What this book covers
Chapter 1, Live Programming with Clojure, helps you review how the Clojure basics work with different data types, how the code control flows, and also how to integrate third-party libraries. You probably know this already, but you simply cannot start a good cookbook without a strong base.
Chapter 2, Interacting with Collections, covers selecting, filtering, transforming, merging, joining, and how to become lazy. Laziness is one of the greatest Clojure feature, and we want to make sure that you will always be lazy enough.
Chapter 3, Clojure Next, introduces you to macros, advanced macros, transducers (what transducers are, anyway), and logic programming. It covers preprocessing and postprocessing of Clojure data as code features.
Chapter 4, File Access and the Network, covers StreamingQueues and real-time networking, which gives you the power to think about distributed systems and how to connect your IoT devices. It also covers files and how to manipulate files to help you with lightweight processing for interconnections.
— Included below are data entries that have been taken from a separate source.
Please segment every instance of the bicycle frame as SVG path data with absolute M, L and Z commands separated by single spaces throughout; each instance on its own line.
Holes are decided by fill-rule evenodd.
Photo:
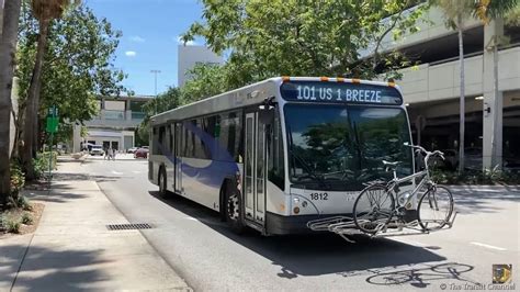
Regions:
M 414 147 L 414 146 L 409 146 L 409 147 Z M 411 191 L 411 195 L 405 202 L 405 205 L 408 204 L 408 202 L 411 200 L 411 198 L 414 198 L 425 184 L 430 184 L 432 187 L 434 186 L 434 182 L 430 179 L 430 170 L 429 170 L 430 168 L 428 166 L 428 160 L 430 160 L 430 157 L 432 155 L 436 155 L 436 153 L 428 153 L 425 156 L 425 170 L 421 170 L 419 172 L 406 176 L 404 178 L 397 178 L 397 172 L 396 172 L 395 169 L 393 169 L 394 178 L 391 181 L 388 181 L 388 183 L 386 186 L 387 186 L 388 190 L 394 191 L 393 195 L 396 199 L 397 203 L 398 203 L 398 200 L 397 200 L 398 199 L 397 198 L 398 196 L 398 187 L 399 187 L 399 184 L 402 184 L 404 182 L 411 181 L 415 178 L 421 177 L 421 180 L 419 181 L 419 183 Z M 430 186 L 428 187 L 428 189 L 431 188 Z M 396 189 L 396 187 L 397 187 L 397 189 Z M 397 207 L 399 207 L 398 204 L 396 204 L 396 209 Z

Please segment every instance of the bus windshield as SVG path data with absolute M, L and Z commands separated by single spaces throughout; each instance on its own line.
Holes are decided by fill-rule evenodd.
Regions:
M 289 103 L 284 112 L 293 184 L 358 191 L 363 182 L 392 178 L 383 160 L 400 161 L 398 176 L 411 173 L 400 108 Z

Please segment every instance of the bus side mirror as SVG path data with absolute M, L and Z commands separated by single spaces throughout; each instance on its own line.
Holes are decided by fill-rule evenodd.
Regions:
M 264 99 L 263 102 L 260 105 L 258 105 L 258 109 L 260 111 L 270 111 L 274 109 L 275 104 L 276 103 L 274 102 L 274 97 L 270 97 L 270 98 Z
M 259 111 L 258 121 L 262 124 L 272 124 L 274 121 L 274 111 Z

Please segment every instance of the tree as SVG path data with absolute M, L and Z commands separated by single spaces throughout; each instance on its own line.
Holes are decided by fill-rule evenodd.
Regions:
M 19 26 L 21 0 L 4 3 L 3 22 L 0 29 L 0 204 L 7 202 L 11 193 L 9 144 L 11 126 L 11 89 L 14 69 L 14 53 Z
M 77 1 L 75 1 L 77 2 Z M 23 151 L 21 153 L 24 170 L 27 179 L 34 179 L 33 157 L 36 155 L 35 142 L 37 138 L 36 132 L 37 112 L 39 109 L 39 88 L 42 82 L 42 68 L 44 64 L 44 56 L 47 46 L 48 27 L 54 19 L 63 15 L 70 0 L 32 0 L 31 7 L 33 15 L 37 19 L 39 24 L 39 33 L 36 48 L 36 58 L 34 61 L 33 72 L 31 77 L 31 86 L 29 88 L 27 101 L 25 106 L 25 121 L 23 128 Z
M 463 31 L 464 20 L 471 15 L 481 19 L 485 24 L 490 19 L 505 15 L 515 8 L 517 0 L 430 0 L 444 12 L 446 25 L 456 30 L 459 35 L 459 63 L 461 75 L 460 92 L 460 143 L 459 143 L 459 172 L 464 170 L 464 115 L 465 115 L 465 94 L 464 94 L 464 45 Z M 495 46 L 496 48 L 496 46 Z M 495 59 L 497 63 L 498 59 Z M 495 76 L 495 78 L 498 78 Z M 497 80 L 497 79 L 496 79 Z M 497 81 L 495 81 L 497 82 Z
M 125 89 L 120 85 L 125 75 L 113 68 L 114 53 L 121 32 L 114 31 L 105 19 L 97 19 L 84 5 L 68 10 L 64 16 L 48 27 L 42 83 L 38 94 L 39 116 L 57 105 L 59 131 L 67 135 L 69 124 L 82 123 L 97 115 L 97 96 L 118 96 Z M 37 50 L 38 27 L 31 12 L 22 14 L 20 44 L 16 55 L 20 78 L 18 133 L 24 121 L 32 85 L 32 71 Z M 43 124 L 43 123 L 39 123 Z M 42 130 L 42 128 L 39 128 Z M 35 136 L 38 130 L 34 131 Z M 61 136 L 58 133 L 58 136 Z
M 202 36 L 214 52 L 229 52 L 230 88 L 280 75 L 395 77 L 402 59 L 382 53 L 383 40 L 417 30 L 423 7 L 406 9 L 418 2 L 203 0 L 204 23 L 193 23 L 182 38 Z

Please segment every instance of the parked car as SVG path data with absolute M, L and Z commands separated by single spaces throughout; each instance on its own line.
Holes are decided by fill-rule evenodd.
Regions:
M 148 158 L 148 149 L 139 148 L 134 153 L 134 158 Z
M 92 147 L 90 148 L 89 154 L 92 155 L 92 156 L 94 156 L 94 155 L 103 156 L 104 155 L 103 146 L 92 145 Z
M 135 153 L 138 148 L 137 147 L 132 147 L 126 150 L 126 153 Z

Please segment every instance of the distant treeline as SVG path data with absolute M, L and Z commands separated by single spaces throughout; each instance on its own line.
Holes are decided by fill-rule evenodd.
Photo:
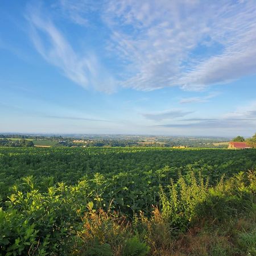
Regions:
M 31 141 L 25 139 L 13 141 L 9 139 L 0 139 L 0 146 L 5 147 L 34 147 L 34 143 Z

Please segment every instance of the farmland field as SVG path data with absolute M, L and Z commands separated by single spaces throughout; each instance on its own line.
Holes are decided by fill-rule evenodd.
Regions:
M 169 195 L 170 191 L 174 193 L 174 189 L 177 189 L 177 193 L 181 193 L 182 198 L 182 189 L 185 186 L 188 186 L 185 189 L 187 191 L 190 191 L 191 187 L 195 190 L 200 188 L 196 190 L 196 193 L 200 194 L 202 199 L 207 196 L 207 193 L 212 193 L 210 189 L 218 191 L 214 193 L 219 193 L 220 198 L 230 192 L 229 203 L 231 204 L 234 194 L 232 195 L 228 190 L 232 189 L 231 187 L 228 186 L 226 188 L 223 187 L 220 189 L 221 182 L 231 182 L 229 181 L 230 179 L 240 175 L 240 178 L 238 176 L 238 180 L 243 183 L 241 181 L 243 179 L 242 177 L 246 179 L 246 172 L 249 171 L 254 173 L 255 166 L 256 151 L 254 149 L 2 147 L 0 148 L 0 207 L 2 209 L 0 210 L 0 229 L 3 230 L 5 237 L 0 237 L 0 248 L 4 252 L 16 251 L 19 249 L 18 251 L 23 255 L 26 255 L 30 248 L 34 248 L 36 253 L 39 253 L 41 251 L 39 250 L 42 250 L 42 254 L 39 255 L 47 255 L 43 253 L 46 250 L 48 252 L 55 251 L 56 254 L 53 255 L 65 255 L 67 249 L 65 249 L 64 244 L 71 243 L 72 245 L 69 246 L 73 250 L 72 253 L 69 251 L 69 254 L 113 255 L 106 253 L 89 254 L 84 249 L 84 246 L 86 248 L 88 246 L 86 243 L 92 243 L 92 240 L 96 243 L 98 242 L 94 240 L 97 236 L 95 234 L 91 238 L 88 238 L 90 236 L 86 234 L 85 238 L 83 232 L 86 233 L 86 231 L 81 229 L 84 222 L 92 226 L 93 224 L 89 224 L 89 222 L 92 221 L 90 218 L 92 216 L 102 217 L 106 221 L 106 220 L 110 222 L 112 221 L 109 225 L 115 225 L 117 228 L 122 229 L 123 228 L 119 224 L 119 221 L 116 222 L 114 220 L 126 218 L 127 223 L 129 221 L 134 223 L 137 220 L 136 218 L 138 218 L 136 216 L 141 216 L 143 214 L 143 218 L 151 220 L 150 223 L 152 223 L 153 220 L 150 218 L 152 218 L 154 209 L 162 211 L 163 216 L 168 220 L 168 225 L 175 226 L 177 232 L 184 232 L 187 227 L 192 225 L 192 220 L 197 215 L 195 215 L 195 209 L 189 210 L 191 212 L 186 213 L 190 214 L 187 218 L 185 214 L 181 217 L 181 213 L 183 214 L 187 212 L 187 208 L 184 208 L 183 205 L 180 206 L 180 209 L 185 209 L 185 212 L 177 206 L 171 210 L 173 201 L 168 201 L 167 199 L 173 200 L 175 197 L 175 194 Z M 245 202 L 248 200 L 246 205 L 251 209 L 250 204 L 255 204 L 253 203 L 255 202 L 255 195 L 253 193 L 249 197 L 249 193 L 255 188 L 251 187 L 250 182 L 247 181 L 243 183 L 243 188 L 246 188 L 244 189 L 248 195 L 245 196 L 245 192 L 243 194 L 241 188 L 239 195 L 236 194 L 236 196 L 247 196 L 249 199 L 245 197 Z M 180 185 L 180 191 L 178 188 Z M 209 191 L 207 188 L 208 186 L 212 188 Z M 222 191 L 226 189 L 229 192 L 222 195 Z M 193 191 L 191 191 L 192 194 Z M 203 192 L 204 193 L 201 194 Z M 196 200 L 201 200 L 196 197 Z M 193 201 L 195 199 L 189 199 L 189 202 Z M 190 203 L 186 203 L 188 209 L 195 207 L 194 205 L 190 205 Z M 154 214 L 158 210 L 153 210 Z M 170 212 L 174 213 L 175 210 L 181 212 L 179 212 L 177 215 L 171 215 L 173 213 L 170 215 Z M 117 214 L 114 213 L 117 212 L 119 215 L 114 215 Z M 101 215 L 102 213 L 106 213 L 104 217 Z M 230 216 L 233 214 L 230 213 Z M 191 216 L 193 216 L 193 218 Z M 100 221 L 103 221 L 102 220 Z M 136 228 L 137 229 L 135 229 L 136 232 L 139 232 L 140 234 L 138 236 L 145 241 L 141 246 L 144 246 L 147 253 L 151 250 L 150 253 L 161 255 L 153 253 L 152 249 L 145 245 L 150 239 L 143 234 L 143 228 L 143 228 L 143 225 L 146 225 L 143 222 L 146 218 L 138 220 L 137 221 L 140 224 Z M 18 223 L 23 223 L 19 229 L 15 228 Z M 134 230 L 133 228 L 130 228 L 131 230 Z M 173 226 L 171 228 L 174 228 Z M 111 229 L 114 228 L 112 226 Z M 90 232 L 93 232 L 93 230 Z M 106 230 L 101 232 L 108 232 Z M 124 230 L 122 232 L 126 232 Z M 26 234 L 28 232 L 30 232 L 29 236 Z M 135 231 L 129 231 L 129 234 Z M 174 236 L 175 234 L 176 233 Z M 125 241 L 137 239 L 133 238 L 130 234 L 125 236 Z M 79 242 L 77 240 L 74 242 L 71 237 L 76 238 L 80 243 L 84 243 L 84 245 L 78 245 Z M 107 238 L 100 237 L 101 240 L 98 238 L 100 246 L 105 244 L 108 245 L 104 249 L 97 244 L 97 248 L 100 247 L 103 251 L 107 250 L 107 247 L 110 250 L 111 245 L 112 253 L 121 255 L 113 253 L 114 246 L 107 241 Z M 135 240 L 133 242 L 131 240 L 130 242 L 139 243 Z M 40 246 L 38 248 L 38 245 Z M 82 251 L 87 253 L 83 254 Z M 168 255 L 163 251 L 162 255 Z M 0 255 L 5 254 L 0 253 Z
Chapter 5, Working with Other Languages, introduces you to the basic Clojure tooling that allows you to easily integrate code written in other languages, such as Java, Scala, and .NET, all the way to Clojure on the JavaScript runtime, ClojureScript.
Chapter 6, Concurrency and Parallelism, helps you learn multiple ways of splitting jobs among Clojure processes, interacting with Scala-like actors, and to also sharing states between different instances. Of course, this chapter covers the simplest way of writing a parallel code in Clojure, core.async.
Chapter 7, Advanced Tips, helps you if you want to know how to perform not only pair programming but also shared real-time pair programming. You will also see how to hack the Clojure source code yourself.
Chapter 8, Web Applications, takes you through web applications, web services, or API endpoints or whatever you call them. You also learn how to use nice-looking widgets with Vaadin, how to write rest-like APIs with Liberator, and use Immutant, a set of server-side services at the finger of your Clojure code.
Chapter 9, Testing, not only helps you with validating your code but also with using random pattern testing for the cases you had not thought about. This chapter also introduces behavior-driven development in Clojure with some OpenCV validation, and finally, explains how to benchmark the speed of your code.
Chapter 10, Deployment and DevOps, covers dockerizing your Clojure code, making it run locally as it would in the Cloud, putting real-time monitoring in place for your critical services, and finally, your favorite Amazon tricks are also covered here.